- Born: George Charles Dunn 21 September 1922 Whitstable, Kent, England
- Died: 28 April 2026 (aged 103) Saltdean, East Sussex, England
- Allegiance: United Kingdom
- Branch: Royal Air Force
- Service years: 1941–1947
- Rank: Flight lieutenant
- Service number: 149315
- Conflicts: Battle of Berlin
- Awards: Distinguished Flying Cross

= George Dunn (RAF officer) =

British Royal Air Force officer (1922–2026)
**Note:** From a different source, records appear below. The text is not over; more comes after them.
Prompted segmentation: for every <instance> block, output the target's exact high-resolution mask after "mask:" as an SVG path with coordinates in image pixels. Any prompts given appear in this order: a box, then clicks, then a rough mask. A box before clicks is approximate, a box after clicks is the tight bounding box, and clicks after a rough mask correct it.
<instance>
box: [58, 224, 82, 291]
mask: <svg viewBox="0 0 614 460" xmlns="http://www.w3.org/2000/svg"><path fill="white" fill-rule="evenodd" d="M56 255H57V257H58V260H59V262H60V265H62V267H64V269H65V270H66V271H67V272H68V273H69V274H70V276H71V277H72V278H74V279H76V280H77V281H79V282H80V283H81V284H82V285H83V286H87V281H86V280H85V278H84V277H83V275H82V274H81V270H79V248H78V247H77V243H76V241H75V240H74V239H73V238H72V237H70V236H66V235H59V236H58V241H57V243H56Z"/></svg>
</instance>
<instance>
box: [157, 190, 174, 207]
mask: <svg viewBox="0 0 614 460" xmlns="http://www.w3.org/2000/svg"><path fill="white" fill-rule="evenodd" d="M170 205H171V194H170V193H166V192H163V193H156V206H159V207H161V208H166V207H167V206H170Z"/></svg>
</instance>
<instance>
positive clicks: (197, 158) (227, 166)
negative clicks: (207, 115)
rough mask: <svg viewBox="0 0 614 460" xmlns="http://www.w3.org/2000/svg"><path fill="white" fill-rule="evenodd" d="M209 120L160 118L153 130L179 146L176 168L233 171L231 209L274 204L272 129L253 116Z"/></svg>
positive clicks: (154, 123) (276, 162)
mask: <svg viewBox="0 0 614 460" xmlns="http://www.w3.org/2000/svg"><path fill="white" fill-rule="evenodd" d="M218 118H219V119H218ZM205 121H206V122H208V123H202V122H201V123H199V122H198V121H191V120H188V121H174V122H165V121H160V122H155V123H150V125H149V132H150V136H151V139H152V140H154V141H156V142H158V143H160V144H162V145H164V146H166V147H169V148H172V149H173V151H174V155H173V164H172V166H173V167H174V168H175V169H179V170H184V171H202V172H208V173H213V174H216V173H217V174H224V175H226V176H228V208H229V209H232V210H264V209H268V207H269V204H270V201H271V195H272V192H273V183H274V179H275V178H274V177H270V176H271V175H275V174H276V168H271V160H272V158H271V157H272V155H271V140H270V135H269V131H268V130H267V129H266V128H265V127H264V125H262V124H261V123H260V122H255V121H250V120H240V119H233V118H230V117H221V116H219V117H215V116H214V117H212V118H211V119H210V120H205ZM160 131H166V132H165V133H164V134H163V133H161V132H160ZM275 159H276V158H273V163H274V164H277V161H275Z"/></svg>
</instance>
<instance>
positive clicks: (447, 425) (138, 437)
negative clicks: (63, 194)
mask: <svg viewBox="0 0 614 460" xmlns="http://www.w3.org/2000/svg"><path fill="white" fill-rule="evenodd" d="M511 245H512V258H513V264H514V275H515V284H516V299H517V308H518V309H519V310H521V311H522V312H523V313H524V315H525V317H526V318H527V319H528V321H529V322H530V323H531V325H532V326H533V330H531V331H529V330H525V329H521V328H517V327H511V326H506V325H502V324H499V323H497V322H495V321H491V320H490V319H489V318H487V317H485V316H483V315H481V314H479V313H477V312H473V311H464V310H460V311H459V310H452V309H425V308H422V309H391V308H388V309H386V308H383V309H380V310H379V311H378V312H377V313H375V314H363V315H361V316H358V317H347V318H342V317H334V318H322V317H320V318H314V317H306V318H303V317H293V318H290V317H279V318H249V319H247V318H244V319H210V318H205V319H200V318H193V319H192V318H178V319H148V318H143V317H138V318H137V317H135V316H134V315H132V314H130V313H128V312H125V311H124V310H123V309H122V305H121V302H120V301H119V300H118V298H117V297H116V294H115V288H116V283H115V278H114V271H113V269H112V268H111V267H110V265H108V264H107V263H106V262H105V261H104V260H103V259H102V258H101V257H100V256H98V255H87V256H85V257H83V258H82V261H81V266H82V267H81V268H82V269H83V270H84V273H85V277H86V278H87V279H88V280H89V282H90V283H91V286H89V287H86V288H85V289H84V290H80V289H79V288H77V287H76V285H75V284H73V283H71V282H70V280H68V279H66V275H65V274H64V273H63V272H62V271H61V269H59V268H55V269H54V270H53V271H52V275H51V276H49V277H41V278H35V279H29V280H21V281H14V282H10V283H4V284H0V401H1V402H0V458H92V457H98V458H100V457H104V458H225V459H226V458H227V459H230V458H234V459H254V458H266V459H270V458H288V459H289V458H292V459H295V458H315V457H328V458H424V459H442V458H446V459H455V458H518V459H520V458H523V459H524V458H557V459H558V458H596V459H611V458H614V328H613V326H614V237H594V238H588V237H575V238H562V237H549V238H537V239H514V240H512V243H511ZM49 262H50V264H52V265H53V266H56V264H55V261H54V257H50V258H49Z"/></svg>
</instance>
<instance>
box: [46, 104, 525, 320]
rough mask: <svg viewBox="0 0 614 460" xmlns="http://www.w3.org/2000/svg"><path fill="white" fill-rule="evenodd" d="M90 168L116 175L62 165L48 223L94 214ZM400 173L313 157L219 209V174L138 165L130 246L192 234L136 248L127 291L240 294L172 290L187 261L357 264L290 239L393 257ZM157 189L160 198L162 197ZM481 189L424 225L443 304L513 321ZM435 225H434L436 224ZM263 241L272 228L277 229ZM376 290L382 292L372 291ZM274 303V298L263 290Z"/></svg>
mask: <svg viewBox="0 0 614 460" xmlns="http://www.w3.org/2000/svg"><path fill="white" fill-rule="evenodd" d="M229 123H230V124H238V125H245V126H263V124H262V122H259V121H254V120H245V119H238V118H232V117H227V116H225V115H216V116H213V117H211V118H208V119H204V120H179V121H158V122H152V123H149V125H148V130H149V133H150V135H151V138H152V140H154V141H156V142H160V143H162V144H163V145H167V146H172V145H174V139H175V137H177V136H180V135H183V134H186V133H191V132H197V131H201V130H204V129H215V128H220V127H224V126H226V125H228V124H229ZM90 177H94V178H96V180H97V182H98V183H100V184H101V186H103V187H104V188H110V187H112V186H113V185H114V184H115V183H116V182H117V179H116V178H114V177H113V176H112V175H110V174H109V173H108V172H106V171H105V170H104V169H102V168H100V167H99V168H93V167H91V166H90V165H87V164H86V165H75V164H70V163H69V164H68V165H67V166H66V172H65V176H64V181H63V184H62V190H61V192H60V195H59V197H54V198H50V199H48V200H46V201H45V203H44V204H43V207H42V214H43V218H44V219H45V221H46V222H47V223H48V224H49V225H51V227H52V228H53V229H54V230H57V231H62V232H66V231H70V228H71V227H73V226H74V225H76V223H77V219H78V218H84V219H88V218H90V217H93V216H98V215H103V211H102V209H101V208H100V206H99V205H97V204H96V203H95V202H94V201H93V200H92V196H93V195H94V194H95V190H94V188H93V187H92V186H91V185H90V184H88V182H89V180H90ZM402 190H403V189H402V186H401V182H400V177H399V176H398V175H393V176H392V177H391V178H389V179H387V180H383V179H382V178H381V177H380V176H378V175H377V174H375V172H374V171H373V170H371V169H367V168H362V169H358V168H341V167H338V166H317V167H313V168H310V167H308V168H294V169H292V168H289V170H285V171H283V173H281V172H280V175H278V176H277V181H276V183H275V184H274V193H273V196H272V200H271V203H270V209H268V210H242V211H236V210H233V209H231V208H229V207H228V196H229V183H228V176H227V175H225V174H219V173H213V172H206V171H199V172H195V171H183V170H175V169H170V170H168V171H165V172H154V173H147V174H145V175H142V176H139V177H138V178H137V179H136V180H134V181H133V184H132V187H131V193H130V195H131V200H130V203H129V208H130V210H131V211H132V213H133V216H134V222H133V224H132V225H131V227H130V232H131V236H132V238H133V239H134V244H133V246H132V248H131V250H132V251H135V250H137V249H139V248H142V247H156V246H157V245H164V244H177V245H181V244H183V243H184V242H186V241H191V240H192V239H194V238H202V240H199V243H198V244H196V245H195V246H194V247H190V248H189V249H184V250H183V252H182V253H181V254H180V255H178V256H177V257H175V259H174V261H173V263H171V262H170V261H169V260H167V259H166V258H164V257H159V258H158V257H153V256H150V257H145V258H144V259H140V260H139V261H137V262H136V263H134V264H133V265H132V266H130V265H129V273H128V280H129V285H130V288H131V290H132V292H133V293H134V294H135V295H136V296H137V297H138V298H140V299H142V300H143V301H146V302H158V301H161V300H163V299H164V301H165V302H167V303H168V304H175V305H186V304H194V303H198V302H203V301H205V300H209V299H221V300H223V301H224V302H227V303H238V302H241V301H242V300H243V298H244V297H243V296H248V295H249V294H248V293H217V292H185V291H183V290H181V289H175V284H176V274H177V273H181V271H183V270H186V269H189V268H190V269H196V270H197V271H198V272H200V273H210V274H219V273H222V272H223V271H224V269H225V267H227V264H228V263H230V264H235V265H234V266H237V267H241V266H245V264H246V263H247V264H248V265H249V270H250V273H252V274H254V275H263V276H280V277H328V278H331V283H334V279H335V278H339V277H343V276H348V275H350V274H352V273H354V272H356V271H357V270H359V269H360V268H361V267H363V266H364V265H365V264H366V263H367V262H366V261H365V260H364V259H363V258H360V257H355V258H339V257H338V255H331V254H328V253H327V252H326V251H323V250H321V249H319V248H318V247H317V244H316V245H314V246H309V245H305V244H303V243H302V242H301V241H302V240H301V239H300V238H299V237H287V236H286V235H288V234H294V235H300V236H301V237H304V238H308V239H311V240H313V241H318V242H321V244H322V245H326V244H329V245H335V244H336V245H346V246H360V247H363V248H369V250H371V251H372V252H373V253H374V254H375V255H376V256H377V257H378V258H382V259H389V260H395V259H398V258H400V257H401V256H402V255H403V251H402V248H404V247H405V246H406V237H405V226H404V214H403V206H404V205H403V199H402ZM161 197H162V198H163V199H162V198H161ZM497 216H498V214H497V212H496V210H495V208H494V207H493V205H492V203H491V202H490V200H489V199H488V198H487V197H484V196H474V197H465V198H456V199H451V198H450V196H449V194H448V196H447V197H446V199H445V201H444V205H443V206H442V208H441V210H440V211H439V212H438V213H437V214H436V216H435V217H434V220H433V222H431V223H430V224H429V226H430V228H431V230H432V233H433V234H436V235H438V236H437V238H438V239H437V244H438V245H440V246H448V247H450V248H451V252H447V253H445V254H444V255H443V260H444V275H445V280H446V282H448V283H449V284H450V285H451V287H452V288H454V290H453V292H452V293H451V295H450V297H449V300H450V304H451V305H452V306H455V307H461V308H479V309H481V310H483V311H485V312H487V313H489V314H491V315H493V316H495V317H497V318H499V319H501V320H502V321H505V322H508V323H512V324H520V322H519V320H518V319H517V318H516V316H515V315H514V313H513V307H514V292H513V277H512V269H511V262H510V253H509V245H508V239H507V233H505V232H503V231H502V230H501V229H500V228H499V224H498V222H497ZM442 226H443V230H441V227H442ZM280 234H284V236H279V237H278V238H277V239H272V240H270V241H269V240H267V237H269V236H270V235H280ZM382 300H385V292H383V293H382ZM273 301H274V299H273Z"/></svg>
Flight Lieutenant George Charles Dunn (21 September 1922 – 28 April 2026) was a British Royal Air Force officer who flew 44 missions for Bomber Command during the Second World War. He was awarded the Distinguished Flying Cross in 1943, and later the Legion d'Honneur.

==Biography==
George Charles Dunn was born in Whitstable, Kent, England on 21 September 1922. He joined the Royal Air Force in June 1941, aged 18, and began his training as a wireless operator and air gunner, before re-training as a pilot in Canada. Dunn flew 30 of his missions in Handley Page Halifax bombers over industrial Germany and 14 in De Havilland Mosquito bombers over Berlin. He was awarded the Distinguished Flying Cross on 10 December 1943. Dunn left the RAF in 1947, and returned to work for Pickfords, a removal company which he worked for prior to the war.

Dunn later lived in Rottingdean, a village in East Sussex. He died at home in Saltdean on 28 April 2026, at the age of 103. Dunn was predeceased by his wife and had no children.